Earth’s magnetic field has been created by the motion of molten iron on the outer surface of our planet, but its detailed changes have continued to haunt scientists. We know that the poles move, the energy of the field flows and flows, and the earth can even reverse its spine but many unknowns still surround these processes. A new series of simulations published in a study published in Nature Communications shows that the Earth’s magnetic field can move 10 times faster than what is currently believed.
In particular, these rapid changes can occur when the field is in the weakest position, such as a polar catastrophe or when traveling, where the pole position changed dramatically but only before returning to a few thousand years ago.
Simulations include the last 100,000 years and attempts to reproduce ancient reversals or geological results related to travel. They have seen changes in the direction of the field at 10 times faster than the fastest published change of up to 1 degree per year. The models found the cause of this change in the original surface, 2,800 kilometers (1,740 miles) below the surface.
Co-author Dr. Chris Davies from the University of Leeds said in a statement, “We have incomplete knowledge of the magnetic field 400 years ago.
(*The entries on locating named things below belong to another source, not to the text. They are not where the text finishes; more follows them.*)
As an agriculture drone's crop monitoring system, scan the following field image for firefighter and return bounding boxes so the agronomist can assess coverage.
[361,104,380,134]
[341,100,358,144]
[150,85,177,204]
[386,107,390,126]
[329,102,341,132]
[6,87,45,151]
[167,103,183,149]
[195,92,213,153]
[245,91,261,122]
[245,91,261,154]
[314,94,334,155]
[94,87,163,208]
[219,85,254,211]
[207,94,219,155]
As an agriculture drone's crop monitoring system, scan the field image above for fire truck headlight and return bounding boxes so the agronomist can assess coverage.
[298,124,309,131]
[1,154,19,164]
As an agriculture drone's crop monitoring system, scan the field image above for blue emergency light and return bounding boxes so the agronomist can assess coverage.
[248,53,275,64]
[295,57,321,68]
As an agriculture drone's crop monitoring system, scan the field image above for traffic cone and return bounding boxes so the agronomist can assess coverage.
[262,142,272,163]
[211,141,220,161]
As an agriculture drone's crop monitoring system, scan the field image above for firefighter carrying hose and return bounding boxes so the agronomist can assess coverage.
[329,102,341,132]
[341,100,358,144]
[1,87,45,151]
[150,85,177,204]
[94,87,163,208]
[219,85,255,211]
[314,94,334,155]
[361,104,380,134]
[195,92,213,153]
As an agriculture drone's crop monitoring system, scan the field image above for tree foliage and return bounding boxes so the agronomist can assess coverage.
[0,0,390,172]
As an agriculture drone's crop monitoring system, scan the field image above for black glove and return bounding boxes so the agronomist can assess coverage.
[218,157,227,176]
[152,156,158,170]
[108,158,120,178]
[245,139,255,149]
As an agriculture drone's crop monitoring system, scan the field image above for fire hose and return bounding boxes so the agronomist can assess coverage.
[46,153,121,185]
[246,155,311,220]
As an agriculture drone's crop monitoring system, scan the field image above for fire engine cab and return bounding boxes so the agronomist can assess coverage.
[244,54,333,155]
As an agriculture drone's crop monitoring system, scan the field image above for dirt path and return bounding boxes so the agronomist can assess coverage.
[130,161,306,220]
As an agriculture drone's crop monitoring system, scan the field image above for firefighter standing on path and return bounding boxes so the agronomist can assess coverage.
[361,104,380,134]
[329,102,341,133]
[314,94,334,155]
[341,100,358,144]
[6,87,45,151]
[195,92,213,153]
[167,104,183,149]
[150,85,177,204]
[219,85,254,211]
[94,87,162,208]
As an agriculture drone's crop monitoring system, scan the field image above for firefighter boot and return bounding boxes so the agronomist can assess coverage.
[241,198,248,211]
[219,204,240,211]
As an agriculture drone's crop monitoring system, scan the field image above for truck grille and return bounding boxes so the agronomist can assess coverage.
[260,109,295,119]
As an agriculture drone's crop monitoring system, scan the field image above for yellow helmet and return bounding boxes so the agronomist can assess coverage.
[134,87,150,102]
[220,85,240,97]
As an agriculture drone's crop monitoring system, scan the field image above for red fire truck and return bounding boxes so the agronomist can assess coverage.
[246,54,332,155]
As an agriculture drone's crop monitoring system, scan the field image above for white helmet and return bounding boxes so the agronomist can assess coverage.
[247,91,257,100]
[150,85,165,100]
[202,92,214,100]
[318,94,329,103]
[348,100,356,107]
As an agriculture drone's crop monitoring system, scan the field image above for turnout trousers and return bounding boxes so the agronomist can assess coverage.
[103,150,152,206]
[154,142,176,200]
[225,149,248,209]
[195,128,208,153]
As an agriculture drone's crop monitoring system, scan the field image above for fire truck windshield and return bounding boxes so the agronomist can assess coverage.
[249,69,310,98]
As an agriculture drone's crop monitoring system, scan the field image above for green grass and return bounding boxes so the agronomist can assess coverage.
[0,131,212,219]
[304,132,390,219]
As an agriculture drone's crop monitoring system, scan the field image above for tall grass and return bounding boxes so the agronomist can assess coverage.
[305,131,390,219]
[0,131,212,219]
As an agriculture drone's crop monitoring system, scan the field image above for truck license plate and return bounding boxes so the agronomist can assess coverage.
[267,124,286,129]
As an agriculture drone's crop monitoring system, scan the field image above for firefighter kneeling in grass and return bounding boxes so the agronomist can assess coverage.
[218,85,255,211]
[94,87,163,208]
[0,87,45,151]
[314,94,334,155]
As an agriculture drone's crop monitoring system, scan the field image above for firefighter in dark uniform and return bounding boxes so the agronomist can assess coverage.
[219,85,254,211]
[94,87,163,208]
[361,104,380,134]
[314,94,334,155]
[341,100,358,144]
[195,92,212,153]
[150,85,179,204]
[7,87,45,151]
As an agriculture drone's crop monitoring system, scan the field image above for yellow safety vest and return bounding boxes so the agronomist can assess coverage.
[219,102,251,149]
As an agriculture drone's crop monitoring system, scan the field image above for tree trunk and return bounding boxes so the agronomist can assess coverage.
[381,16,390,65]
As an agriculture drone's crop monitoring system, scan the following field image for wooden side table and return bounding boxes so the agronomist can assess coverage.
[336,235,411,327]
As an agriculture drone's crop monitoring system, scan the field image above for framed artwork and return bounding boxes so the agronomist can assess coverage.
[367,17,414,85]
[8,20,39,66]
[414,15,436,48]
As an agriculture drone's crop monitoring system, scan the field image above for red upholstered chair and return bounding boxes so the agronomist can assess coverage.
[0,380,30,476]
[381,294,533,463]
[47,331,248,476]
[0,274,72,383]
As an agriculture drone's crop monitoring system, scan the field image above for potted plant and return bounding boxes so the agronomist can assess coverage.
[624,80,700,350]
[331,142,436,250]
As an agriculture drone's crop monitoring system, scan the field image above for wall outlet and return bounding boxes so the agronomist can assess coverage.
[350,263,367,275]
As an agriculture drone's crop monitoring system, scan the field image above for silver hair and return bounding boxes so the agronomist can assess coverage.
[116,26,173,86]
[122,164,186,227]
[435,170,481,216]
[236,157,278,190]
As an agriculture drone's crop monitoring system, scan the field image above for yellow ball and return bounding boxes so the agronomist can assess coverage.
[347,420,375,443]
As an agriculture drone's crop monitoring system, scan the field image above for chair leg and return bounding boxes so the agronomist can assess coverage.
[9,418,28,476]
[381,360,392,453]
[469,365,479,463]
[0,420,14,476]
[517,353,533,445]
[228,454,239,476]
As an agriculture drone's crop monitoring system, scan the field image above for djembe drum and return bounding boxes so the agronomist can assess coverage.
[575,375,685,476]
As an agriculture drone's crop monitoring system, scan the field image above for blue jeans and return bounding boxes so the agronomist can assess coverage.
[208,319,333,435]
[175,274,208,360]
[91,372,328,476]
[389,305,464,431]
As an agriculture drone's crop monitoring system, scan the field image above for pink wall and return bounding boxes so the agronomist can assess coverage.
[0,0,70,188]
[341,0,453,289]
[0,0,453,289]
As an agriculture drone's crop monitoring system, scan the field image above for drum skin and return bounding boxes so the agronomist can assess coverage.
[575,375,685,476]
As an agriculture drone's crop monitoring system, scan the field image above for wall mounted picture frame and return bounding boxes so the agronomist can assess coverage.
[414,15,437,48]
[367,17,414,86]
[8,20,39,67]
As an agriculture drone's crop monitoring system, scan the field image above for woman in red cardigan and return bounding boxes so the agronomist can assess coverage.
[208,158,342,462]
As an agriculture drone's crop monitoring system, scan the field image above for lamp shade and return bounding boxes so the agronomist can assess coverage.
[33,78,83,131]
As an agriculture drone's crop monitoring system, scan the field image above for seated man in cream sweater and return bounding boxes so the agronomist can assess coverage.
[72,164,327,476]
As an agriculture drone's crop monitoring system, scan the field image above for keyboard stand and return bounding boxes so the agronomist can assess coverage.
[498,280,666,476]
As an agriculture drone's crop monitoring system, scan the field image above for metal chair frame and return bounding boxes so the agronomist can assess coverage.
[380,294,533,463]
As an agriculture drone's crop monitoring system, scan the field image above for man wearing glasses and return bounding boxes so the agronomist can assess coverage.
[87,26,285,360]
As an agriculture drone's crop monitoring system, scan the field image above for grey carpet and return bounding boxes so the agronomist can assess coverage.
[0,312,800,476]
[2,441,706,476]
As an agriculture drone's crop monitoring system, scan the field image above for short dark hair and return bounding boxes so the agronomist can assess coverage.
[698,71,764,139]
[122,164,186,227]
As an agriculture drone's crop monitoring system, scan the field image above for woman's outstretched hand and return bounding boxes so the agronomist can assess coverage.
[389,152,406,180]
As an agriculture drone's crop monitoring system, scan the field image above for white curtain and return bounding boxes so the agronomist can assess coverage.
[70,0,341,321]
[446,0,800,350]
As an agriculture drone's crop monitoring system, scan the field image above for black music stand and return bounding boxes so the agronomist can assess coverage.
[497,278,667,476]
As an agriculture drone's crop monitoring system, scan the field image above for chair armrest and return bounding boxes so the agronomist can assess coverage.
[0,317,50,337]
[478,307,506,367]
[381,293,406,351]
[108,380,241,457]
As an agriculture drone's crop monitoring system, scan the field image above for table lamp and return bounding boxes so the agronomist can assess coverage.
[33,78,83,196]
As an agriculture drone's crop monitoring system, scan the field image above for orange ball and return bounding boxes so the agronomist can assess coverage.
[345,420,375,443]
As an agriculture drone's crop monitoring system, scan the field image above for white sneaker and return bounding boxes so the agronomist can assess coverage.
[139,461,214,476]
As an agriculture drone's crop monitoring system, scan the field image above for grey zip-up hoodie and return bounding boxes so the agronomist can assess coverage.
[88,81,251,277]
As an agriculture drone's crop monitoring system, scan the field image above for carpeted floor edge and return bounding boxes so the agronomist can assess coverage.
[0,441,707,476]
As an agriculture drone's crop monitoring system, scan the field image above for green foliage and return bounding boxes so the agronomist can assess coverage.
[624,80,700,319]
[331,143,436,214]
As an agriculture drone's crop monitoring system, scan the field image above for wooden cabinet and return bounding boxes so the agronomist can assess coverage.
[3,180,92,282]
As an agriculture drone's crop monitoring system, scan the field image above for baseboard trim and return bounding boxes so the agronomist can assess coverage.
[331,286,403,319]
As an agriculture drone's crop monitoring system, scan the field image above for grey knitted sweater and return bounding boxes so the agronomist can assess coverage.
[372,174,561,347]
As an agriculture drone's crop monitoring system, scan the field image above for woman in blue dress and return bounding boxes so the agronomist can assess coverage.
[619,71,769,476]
Since these rapid changes represent some of the more extreme behaviors of the liquid core, they can provide important information about the behavior of the Earth’s deep interior.”
The evolution of the magnetic field can leave an impression on certain rocks. Scientists are using these geological records to track changes in the final magnetic field of use, and they believe that evidence of this rapid and dramatic catastrophe may be common in low latitude patterns.
Co-author Professor Catherine Constable said, “Understand whether computer simulations of magnetic fields accurately reflect the physical behavior of geomagnetic fields as inferred from geological records.”“But in this case, we’ve been able to show great agreement in terms of both the conversion rate and general position of the most extreme events across a range of computer simulations. Further study of evolutionary dynamics in these simulations offers an effective strategy for documenting whether such rapid changes occur and whether it is also available during static magnetic polarization as we are currently experiencing.